Qu’est-ce qui parvient à toucher un jury de vétérans de la créativité? La réponse nous a nous-mêmes surpris : l’émotion humaine, une vision ambitieuse — et une utilisation stratégique, non superficielle, de l’intelligence artificielle.
Une règle non dite régnait dans la salle du jury : si un travail nous rendait jaloux, c’est qu’il était probablement excellent.
Quand nous avons débattu du Grand Prix, un membre du jury a parfaitement résumé la chose.
« Celui-là m’a foutrement rendu jaloux. » C’était clair. On savait.
Même si nous avons évalué les projets sur leur clarté et leur exécution, un autre fil conducteur tirait notre attention : l’IA.
Nous étions vite tombés d’accord : l’IA est un outil. Rien de plus, rien de moins.
Le véritable critère était de savoir si elle servait une idée forte. Le test décisif était simple : si l’on retirait l’IA du projet, restait-il quelque chose de signifiant ? Si la réponse était non, il ne figurait pas dans la shortlist.
L’IA pour l’IA ne nous touchait pas.
L’IA qui faisait avancer une idée, intensifiait l’émotion ou ajoutait une nouvelle dimension ? Là, elle captait toute notre attention.
Les travaux qui nous ont émus — à la fois sur le plan émotionnel et intellectuel — utilisaient la technologie au service de l’histoire.
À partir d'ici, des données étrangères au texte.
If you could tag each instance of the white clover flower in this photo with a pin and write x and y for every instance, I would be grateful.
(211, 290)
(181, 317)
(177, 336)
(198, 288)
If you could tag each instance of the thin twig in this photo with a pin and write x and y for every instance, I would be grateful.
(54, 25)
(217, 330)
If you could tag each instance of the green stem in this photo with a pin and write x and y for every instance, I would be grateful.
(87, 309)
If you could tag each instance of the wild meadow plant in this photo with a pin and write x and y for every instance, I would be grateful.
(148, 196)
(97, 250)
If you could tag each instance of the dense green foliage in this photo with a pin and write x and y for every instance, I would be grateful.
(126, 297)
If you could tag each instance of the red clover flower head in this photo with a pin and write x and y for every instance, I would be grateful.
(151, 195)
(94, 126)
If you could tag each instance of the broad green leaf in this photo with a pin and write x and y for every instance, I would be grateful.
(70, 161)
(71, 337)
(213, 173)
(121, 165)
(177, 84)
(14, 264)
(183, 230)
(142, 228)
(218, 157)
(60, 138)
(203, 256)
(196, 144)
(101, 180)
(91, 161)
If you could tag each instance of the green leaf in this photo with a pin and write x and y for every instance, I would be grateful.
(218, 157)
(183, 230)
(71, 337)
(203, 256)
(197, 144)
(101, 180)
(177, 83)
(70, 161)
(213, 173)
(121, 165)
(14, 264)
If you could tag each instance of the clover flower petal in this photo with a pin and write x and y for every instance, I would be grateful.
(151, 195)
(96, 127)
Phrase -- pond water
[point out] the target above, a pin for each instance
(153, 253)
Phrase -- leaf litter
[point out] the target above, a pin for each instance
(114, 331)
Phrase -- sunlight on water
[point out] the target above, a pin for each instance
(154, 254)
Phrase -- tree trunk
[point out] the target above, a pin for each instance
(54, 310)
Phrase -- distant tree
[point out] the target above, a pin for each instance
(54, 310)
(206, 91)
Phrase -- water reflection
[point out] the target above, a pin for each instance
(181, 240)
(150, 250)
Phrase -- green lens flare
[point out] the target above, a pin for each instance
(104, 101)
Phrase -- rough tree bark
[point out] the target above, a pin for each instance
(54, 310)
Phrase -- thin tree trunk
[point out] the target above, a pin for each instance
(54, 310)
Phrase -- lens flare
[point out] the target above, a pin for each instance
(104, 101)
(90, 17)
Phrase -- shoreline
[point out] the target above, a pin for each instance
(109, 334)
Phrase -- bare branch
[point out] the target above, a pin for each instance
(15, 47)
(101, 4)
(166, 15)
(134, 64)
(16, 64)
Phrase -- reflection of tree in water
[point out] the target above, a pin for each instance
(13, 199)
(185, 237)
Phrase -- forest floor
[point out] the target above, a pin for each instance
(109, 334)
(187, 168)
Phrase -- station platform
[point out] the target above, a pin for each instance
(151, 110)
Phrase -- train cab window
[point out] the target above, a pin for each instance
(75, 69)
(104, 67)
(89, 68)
Pas l’inverse.
Quand la catégorie Creative Data a été lancée en 2015, certains ont trouvé l’idée contradictoire.
Une anecdote du président de Cannes m’a marquée : quelqu’un avait un jour barré le mot « data » sur l’écriteau de la salle du jury, et écrit à la place « impossible ».
Dix ans plus tard, les données sont omniprésentes — et essentielles.
Cette année, nous avons jugé des projets utilisant des données issues des forêts, des océans, des animaux, de meubles oubliés, voire d’urine sèche. Chaque jeu de données devenait un tremplin créatif.
Chaque projet prouvait que les données ne sont pas une contrainte. Ce sont un catalyseur.
Le travail de cette année le prouve : les données ne limitent plus — elles libèrent la créativité.
Entre de bonnes mains, les données ne se contentent pas d’expliquer le monde. Elles le réimaginent.
Et elles nous offrent de nouvelles manières de nous connecter, de résoudre, de créer.
Cannes 2025 m’a rappelé quelque chose d’essentiel :
Quand on combine données, émotion et pensée audacieuse, on ne fait pas que de grandes campagnes.
On crée du changement.
Ce qui autrefois semblait « impossible » est aujourd’hui devenu indispensable. Quant à moi, je suis reconnaissante d’avoir eu une place au premier rang pour en être témoin.